Apesar da premissa ser suficientemente interessante, o que fascina mesmo no trabalho é essa constante recomposição que ele vai propondo. Vemos uma história, mas o que importa é uma relação de forças que acontece por baixo do pano. Uma condição que ao mesmo tempo que é perceptível nesse encadeamento pontual, nessa contenção pelo que está em cena, articula-se na surdina dos acontecimentos, perturba uma ordem e subverte uma relação com o que é real.
Sarecei parte de um minimalismo característico que perpassa boa parte da sua obra (o vazio e o escuro de Porto das Caixas (1962), comentado aqui no blog anteriormente, já sugeria uma dimensão implícita) para propor uma ambientação não apenas desoladora, mas incitadora de novas significações.
No ato final, quando Helena passa a contar para Policarpo a história trágica do filho que eles tiveram (o plano do mentor, no fim das contas, era usar o jovem para engravidar sua esposa), o filme suscita um tom funesto ao tratar da ditadura militar. O relato sobre o filho, torturado e morto pelo regime, concebe ainda uma novo aspecto ao filme. Uma dimensão que parte desta mesma ambientação espectral, mas agora dentro de uma perspectiva histórica, proporcionando uma narrativa final tenebrosa em suas resoluções.

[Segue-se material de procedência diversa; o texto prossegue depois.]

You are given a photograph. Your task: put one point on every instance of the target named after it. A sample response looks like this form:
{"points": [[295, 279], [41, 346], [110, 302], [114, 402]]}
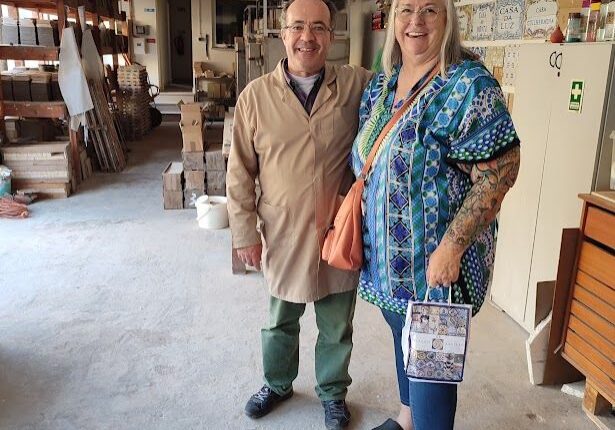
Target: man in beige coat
{"points": [[293, 131]]}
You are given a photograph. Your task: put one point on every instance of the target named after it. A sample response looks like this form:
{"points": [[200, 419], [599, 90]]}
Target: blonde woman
{"points": [[436, 185]]}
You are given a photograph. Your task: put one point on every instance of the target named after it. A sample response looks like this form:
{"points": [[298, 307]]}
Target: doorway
{"points": [[180, 44]]}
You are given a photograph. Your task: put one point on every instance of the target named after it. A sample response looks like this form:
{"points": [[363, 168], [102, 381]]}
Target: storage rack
{"points": [[200, 95], [64, 9]]}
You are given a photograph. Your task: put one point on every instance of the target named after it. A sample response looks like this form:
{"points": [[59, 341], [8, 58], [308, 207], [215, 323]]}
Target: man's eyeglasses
{"points": [[317, 29], [427, 14]]}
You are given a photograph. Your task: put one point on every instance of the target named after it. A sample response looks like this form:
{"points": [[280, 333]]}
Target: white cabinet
{"points": [[560, 150]]}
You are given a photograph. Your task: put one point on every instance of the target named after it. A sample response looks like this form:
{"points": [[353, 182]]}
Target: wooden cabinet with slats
{"points": [[589, 342]]}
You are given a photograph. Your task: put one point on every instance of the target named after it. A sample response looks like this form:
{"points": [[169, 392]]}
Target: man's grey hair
{"points": [[451, 51], [330, 5]]}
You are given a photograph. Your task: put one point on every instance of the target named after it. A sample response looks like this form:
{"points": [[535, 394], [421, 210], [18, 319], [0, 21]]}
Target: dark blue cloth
{"points": [[433, 405]]}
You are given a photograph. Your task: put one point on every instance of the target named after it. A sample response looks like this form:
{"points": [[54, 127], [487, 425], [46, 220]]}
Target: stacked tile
{"points": [[511, 56], [134, 101], [10, 31], [56, 94], [22, 91], [44, 33], [7, 86], [191, 125], [43, 168], [215, 163], [27, 32], [172, 179], [41, 86]]}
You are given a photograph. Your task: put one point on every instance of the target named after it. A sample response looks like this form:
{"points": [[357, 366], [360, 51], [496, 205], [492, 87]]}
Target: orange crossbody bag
{"points": [[343, 244]]}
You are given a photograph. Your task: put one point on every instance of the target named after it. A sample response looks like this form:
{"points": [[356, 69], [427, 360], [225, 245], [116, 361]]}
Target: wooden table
{"points": [[589, 337]]}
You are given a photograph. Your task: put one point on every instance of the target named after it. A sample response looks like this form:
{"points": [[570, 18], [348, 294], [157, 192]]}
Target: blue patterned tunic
{"points": [[415, 186]]}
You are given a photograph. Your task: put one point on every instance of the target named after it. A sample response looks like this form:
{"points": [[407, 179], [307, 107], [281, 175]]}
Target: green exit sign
{"points": [[575, 102]]}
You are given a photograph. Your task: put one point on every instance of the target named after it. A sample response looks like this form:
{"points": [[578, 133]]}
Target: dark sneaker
{"points": [[389, 425], [261, 403], [337, 415]]}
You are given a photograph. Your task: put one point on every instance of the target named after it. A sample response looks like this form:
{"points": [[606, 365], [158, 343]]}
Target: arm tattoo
{"points": [[491, 180]]}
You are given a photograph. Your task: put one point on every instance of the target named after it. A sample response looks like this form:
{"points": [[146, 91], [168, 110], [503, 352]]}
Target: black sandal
{"points": [[389, 425]]}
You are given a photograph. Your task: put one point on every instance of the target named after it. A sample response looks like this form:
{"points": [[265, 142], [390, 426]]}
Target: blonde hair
{"points": [[451, 51]]}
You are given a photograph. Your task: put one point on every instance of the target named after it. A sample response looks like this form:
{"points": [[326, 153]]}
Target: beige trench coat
{"points": [[302, 164]]}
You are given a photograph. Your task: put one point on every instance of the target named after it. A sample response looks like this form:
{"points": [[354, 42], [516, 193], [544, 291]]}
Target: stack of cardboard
{"points": [[42, 168], [227, 136], [134, 100], [172, 181], [192, 153], [215, 164]]}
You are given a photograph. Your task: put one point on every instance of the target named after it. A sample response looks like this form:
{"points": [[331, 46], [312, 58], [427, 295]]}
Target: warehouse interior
{"points": [[124, 305]]}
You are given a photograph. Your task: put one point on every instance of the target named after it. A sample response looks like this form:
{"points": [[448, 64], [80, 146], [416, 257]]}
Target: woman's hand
{"points": [[444, 263]]}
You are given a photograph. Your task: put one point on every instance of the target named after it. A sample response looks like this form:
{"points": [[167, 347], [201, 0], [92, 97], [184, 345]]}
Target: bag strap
{"points": [[389, 125]]}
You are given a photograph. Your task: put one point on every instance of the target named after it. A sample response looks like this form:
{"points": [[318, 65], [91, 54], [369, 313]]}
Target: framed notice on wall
{"points": [[540, 18], [482, 21], [464, 15], [509, 19]]}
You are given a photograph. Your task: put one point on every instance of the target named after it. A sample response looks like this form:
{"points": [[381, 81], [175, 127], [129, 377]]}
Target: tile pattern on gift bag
{"points": [[438, 342]]}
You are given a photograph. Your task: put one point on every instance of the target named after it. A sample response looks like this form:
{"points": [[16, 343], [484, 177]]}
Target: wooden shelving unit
{"points": [[63, 9]]}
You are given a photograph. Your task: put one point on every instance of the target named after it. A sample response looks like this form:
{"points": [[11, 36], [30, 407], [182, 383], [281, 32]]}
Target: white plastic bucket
{"points": [[211, 212]]}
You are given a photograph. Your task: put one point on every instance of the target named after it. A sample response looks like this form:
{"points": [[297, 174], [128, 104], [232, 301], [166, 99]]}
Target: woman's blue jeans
{"points": [[433, 405]]}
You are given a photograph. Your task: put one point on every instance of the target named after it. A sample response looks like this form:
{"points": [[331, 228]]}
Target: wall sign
{"points": [[464, 17], [576, 96], [482, 21], [509, 19], [540, 18]]}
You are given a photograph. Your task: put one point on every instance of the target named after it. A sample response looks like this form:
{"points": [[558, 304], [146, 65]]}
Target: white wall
{"points": [[363, 42], [162, 23], [150, 59], [222, 60]]}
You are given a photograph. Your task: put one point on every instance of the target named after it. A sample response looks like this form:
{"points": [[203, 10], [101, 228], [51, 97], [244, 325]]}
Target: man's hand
{"points": [[251, 255], [443, 267]]}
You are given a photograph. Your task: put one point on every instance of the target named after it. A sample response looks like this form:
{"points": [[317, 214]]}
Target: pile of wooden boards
{"points": [[103, 133], [172, 186], [193, 156], [134, 101], [40, 168], [203, 166]]}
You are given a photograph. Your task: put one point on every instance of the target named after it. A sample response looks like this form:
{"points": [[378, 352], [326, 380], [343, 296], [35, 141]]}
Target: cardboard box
{"points": [[173, 199], [214, 158], [195, 179], [192, 137], [172, 176], [227, 134], [213, 90], [191, 114], [190, 196], [193, 160], [216, 183]]}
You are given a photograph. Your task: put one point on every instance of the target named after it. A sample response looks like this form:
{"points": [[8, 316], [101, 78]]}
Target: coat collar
{"points": [[327, 88]]}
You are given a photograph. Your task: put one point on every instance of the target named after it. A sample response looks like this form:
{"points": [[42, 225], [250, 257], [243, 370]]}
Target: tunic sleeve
{"points": [[485, 128]]}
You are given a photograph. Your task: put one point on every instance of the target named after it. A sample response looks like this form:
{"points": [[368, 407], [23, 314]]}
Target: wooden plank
{"points": [[591, 353], [35, 109], [594, 303], [602, 199], [594, 402], [602, 326], [40, 53], [42, 147], [600, 226], [592, 337], [558, 370], [598, 262], [237, 266], [596, 287], [605, 384]]}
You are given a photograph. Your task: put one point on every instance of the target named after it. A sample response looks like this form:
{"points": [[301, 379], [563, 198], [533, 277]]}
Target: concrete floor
{"points": [[116, 314]]}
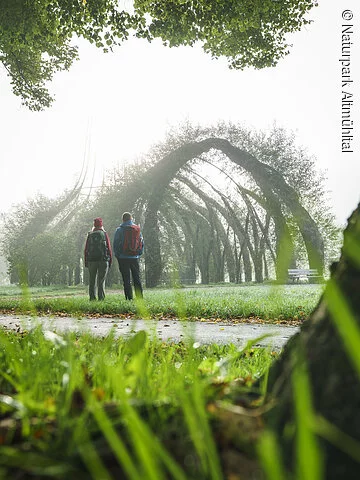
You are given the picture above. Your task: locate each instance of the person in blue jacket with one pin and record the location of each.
(128, 246)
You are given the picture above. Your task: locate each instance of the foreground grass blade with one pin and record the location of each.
(344, 321)
(309, 456)
(270, 457)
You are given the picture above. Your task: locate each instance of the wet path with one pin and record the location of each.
(167, 330)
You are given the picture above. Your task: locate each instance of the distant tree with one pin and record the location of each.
(36, 36)
(325, 355)
(40, 240)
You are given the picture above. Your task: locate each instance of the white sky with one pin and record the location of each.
(111, 107)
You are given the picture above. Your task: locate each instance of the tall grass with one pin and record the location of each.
(84, 407)
(265, 303)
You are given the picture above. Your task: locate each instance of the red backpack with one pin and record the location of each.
(132, 244)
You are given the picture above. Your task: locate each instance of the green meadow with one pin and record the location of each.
(79, 406)
(266, 303)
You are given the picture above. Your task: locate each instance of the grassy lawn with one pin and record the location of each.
(84, 407)
(262, 303)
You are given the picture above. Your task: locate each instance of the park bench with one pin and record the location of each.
(295, 274)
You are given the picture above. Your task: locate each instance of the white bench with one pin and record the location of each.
(298, 273)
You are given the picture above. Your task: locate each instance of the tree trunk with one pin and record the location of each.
(333, 376)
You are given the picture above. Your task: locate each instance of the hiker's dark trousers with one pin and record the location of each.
(131, 267)
(97, 274)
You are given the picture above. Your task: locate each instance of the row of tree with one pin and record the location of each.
(216, 204)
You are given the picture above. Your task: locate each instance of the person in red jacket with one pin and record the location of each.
(98, 258)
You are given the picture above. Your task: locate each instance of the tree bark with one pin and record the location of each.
(334, 378)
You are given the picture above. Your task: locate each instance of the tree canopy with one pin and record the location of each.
(210, 209)
(37, 36)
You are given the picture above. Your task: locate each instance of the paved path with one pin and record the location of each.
(175, 330)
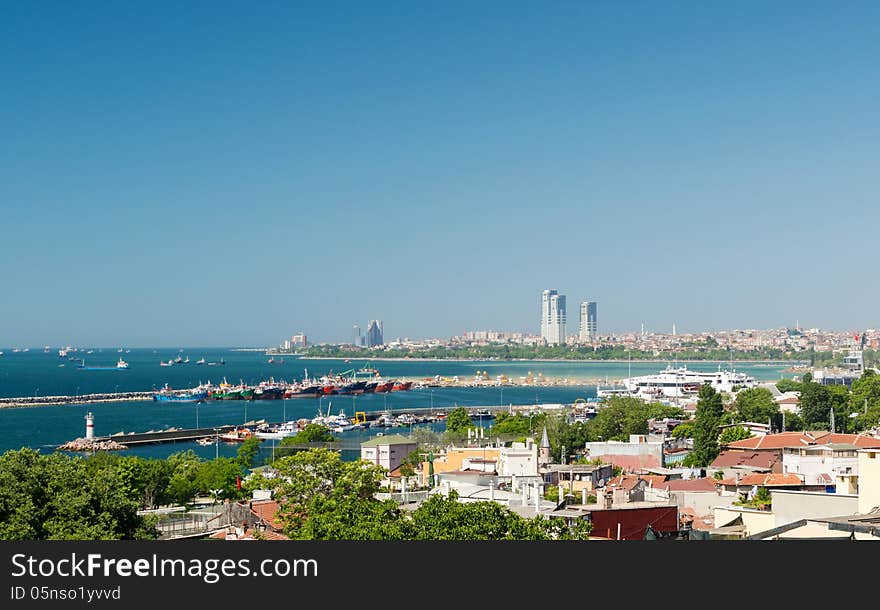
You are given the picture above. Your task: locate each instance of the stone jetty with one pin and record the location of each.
(35, 401)
(84, 445)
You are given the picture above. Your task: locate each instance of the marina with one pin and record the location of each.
(51, 401)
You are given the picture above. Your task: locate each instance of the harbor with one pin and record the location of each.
(234, 433)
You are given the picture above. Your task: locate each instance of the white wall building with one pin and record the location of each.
(821, 464)
(589, 327)
(388, 451)
(521, 459)
(553, 317)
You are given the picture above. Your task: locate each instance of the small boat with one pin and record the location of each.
(383, 387)
(278, 432)
(239, 435)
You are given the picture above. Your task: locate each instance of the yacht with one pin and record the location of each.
(683, 383)
(288, 428)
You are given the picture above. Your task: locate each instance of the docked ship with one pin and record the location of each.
(384, 386)
(121, 365)
(279, 432)
(683, 383)
(167, 394)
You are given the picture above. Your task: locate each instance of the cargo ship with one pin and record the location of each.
(122, 365)
(166, 394)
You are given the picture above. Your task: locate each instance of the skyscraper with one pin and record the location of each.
(375, 333)
(589, 327)
(553, 317)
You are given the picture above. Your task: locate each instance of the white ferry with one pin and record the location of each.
(683, 383)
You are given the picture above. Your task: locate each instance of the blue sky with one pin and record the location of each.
(229, 174)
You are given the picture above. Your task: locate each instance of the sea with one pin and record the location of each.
(34, 372)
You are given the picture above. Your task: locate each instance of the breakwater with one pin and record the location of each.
(79, 399)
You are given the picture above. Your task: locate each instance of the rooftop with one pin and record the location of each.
(394, 439)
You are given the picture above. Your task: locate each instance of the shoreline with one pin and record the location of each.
(10, 403)
(576, 360)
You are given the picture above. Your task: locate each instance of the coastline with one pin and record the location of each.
(577, 360)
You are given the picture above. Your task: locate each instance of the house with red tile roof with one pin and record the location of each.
(760, 461)
(745, 483)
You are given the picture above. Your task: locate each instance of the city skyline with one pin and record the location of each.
(704, 166)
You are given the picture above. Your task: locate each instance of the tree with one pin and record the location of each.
(458, 420)
(788, 385)
(248, 452)
(66, 498)
(311, 433)
(815, 404)
(709, 409)
(309, 479)
(733, 434)
(865, 399)
(444, 518)
(683, 430)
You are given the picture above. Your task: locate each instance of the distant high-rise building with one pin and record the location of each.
(553, 317)
(589, 327)
(375, 333)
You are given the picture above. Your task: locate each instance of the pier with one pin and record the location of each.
(191, 434)
(79, 399)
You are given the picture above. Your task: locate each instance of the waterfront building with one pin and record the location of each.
(375, 333)
(389, 452)
(553, 317)
(589, 327)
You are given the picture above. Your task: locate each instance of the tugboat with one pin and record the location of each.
(166, 394)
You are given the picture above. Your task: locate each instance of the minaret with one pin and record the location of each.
(544, 455)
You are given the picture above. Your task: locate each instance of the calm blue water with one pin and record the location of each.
(27, 373)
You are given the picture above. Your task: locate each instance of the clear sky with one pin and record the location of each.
(215, 173)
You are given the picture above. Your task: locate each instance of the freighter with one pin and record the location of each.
(166, 394)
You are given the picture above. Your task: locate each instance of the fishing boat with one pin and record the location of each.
(277, 432)
(384, 386)
(122, 365)
(167, 394)
(239, 435)
(353, 387)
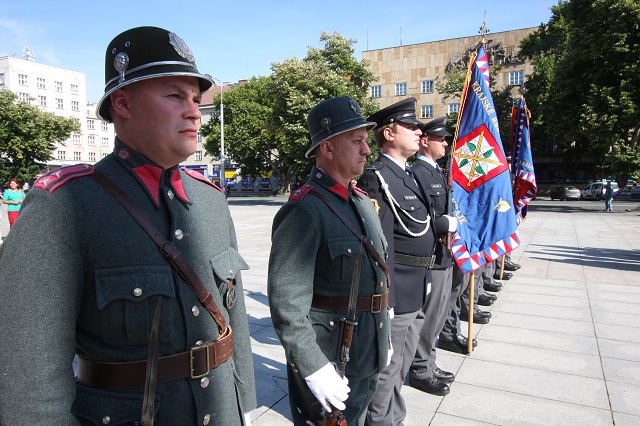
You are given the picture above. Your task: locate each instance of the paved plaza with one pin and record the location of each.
(562, 347)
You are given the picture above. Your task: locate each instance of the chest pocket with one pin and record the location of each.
(226, 266)
(342, 255)
(126, 299)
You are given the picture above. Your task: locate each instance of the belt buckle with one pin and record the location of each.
(191, 352)
(373, 298)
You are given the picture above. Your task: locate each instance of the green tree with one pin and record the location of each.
(266, 118)
(586, 85)
(28, 136)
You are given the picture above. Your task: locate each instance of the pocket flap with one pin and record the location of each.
(134, 283)
(228, 263)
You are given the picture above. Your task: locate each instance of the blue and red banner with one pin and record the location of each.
(525, 187)
(482, 196)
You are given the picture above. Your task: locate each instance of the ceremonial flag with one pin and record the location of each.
(525, 187)
(482, 197)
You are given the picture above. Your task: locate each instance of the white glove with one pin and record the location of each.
(453, 223)
(328, 387)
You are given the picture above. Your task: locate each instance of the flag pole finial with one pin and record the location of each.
(483, 29)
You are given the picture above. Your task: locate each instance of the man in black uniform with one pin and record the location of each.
(313, 256)
(406, 222)
(425, 374)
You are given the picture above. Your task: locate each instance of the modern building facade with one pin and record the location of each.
(62, 92)
(415, 69)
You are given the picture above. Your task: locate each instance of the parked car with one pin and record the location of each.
(628, 193)
(593, 191)
(564, 192)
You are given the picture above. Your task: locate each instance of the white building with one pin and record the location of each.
(64, 93)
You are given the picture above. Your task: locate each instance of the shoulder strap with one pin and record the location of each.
(368, 244)
(168, 250)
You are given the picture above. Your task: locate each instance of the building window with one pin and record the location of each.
(426, 111)
(426, 86)
(401, 89)
(516, 78)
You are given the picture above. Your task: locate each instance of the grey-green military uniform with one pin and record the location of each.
(79, 275)
(313, 253)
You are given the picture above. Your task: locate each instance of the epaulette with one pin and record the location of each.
(360, 190)
(301, 192)
(58, 177)
(200, 177)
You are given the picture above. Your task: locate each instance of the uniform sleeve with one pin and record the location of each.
(40, 292)
(242, 341)
(294, 245)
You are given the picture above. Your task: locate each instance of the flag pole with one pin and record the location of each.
(470, 314)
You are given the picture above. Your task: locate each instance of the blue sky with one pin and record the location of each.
(232, 41)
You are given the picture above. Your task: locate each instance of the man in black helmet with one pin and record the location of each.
(314, 252)
(96, 277)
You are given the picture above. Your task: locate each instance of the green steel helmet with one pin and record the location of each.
(143, 53)
(332, 117)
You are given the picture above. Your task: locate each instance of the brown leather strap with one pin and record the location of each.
(168, 250)
(193, 364)
(366, 242)
(374, 303)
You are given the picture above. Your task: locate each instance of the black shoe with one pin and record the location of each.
(458, 345)
(479, 317)
(495, 287)
(443, 376)
(505, 276)
(511, 266)
(430, 385)
(486, 299)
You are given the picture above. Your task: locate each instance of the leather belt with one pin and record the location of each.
(374, 303)
(193, 364)
(405, 259)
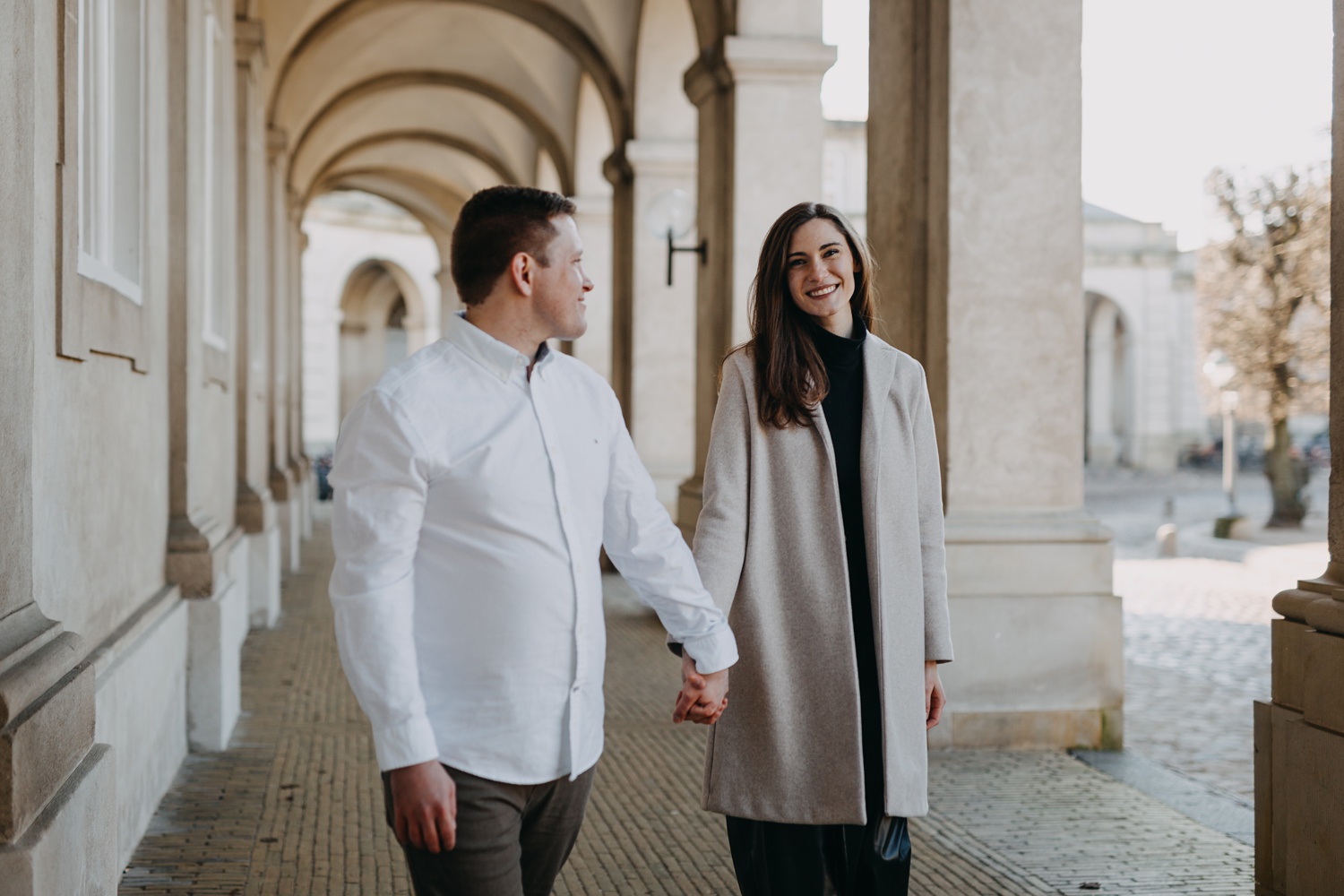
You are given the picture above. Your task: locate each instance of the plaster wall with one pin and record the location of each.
(594, 222)
(99, 437)
(663, 159)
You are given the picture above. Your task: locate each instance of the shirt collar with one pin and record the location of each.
(497, 358)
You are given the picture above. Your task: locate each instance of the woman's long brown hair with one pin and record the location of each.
(790, 379)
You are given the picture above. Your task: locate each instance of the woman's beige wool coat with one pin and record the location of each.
(771, 548)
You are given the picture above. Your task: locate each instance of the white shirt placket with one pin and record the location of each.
(538, 390)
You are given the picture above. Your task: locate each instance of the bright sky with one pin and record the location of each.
(1171, 90)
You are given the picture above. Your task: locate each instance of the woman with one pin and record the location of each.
(822, 535)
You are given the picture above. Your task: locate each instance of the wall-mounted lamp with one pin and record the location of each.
(671, 217)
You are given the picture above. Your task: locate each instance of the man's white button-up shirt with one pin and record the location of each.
(470, 503)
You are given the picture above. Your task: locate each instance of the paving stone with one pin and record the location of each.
(295, 805)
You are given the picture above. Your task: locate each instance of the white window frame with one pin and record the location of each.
(112, 144)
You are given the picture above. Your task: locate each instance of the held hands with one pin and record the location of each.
(703, 696)
(935, 697)
(425, 806)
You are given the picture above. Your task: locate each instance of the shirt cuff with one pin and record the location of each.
(409, 743)
(712, 651)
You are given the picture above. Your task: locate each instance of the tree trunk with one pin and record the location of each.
(1288, 476)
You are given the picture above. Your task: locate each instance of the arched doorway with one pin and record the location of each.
(1110, 406)
(382, 323)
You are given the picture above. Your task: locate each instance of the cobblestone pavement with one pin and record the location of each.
(1196, 630)
(295, 807)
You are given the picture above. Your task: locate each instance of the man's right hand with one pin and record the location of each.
(425, 806)
(703, 696)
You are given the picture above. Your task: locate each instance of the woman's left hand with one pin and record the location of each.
(935, 697)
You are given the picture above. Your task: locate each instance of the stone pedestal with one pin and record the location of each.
(69, 848)
(1300, 734)
(218, 625)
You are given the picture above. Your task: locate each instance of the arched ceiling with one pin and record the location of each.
(427, 101)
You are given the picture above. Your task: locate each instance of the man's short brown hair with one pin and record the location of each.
(496, 225)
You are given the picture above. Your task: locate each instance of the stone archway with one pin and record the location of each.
(1109, 409)
(382, 323)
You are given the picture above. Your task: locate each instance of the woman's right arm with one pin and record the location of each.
(720, 532)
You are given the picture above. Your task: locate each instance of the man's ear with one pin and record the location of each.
(521, 271)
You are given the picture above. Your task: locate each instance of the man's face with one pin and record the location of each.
(559, 289)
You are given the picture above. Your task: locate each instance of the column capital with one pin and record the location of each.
(249, 42)
(616, 168)
(706, 77)
(777, 58)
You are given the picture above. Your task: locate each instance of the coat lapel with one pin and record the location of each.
(879, 368)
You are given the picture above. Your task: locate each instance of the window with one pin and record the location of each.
(110, 97)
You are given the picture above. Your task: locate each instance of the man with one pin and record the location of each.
(473, 489)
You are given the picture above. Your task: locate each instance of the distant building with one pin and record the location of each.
(1142, 400)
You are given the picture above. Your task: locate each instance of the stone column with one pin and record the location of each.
(758, 94)
(663, 414)
(300, 466)
(1101, 386)
(56, 786)
(206, 556)
(976, 223)
(255, 506)
(1300, 734)
(594, 223)
(281, 479)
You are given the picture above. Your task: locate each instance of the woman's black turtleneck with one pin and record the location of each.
(843, 411)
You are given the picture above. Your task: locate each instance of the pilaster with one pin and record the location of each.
(760, 152)
(663, 325)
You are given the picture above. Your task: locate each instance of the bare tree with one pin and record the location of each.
(1265, 303)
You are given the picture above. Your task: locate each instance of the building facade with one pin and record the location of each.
(161, 159)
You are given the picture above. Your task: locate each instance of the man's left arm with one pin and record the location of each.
(648, 548)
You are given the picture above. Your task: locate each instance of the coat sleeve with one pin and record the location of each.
(932, 551)
(720, 532)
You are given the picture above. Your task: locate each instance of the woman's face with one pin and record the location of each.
(822, 271)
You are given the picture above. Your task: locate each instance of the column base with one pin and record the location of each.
(218, 626)
(289, 516)
(263, 560)
(142, 710)
(1038, 634)
(72, 847)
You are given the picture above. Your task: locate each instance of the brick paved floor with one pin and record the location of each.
(295, 807)
(1196, 630)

As cenas de tortura e do corpo do filho sendo despejado no mar são das mais fortes do filme. O tom cru dos cenários, os contrastes, a disposição opressiva do ambiente. Componentes que conciliam a atmosfera delirante da narrativa com uma rispidez muito peculiar. O diretor não insere o elemento político apenas como comentário, mas assimila todo uma novo âmbito sombrio a partir da exposição desses procedimentos.
É incrível como, ao longo do filme, existe uma austeridade no que Saraceni propõe, um rigor que vai do andamento da cena à estrutura da narrativa, mas ao mesmo tempo tudo é manuseado com uma liberdade muito inspiradora. Nada parece submetido a uma ideia pré-estabelecida de cena. Tudo é uma descoberta, um experimento. Uma experiência de cinema plenamente consciente de sua autonomia e, por isso mesmo, absolutamente inspiradora em suas escolhas.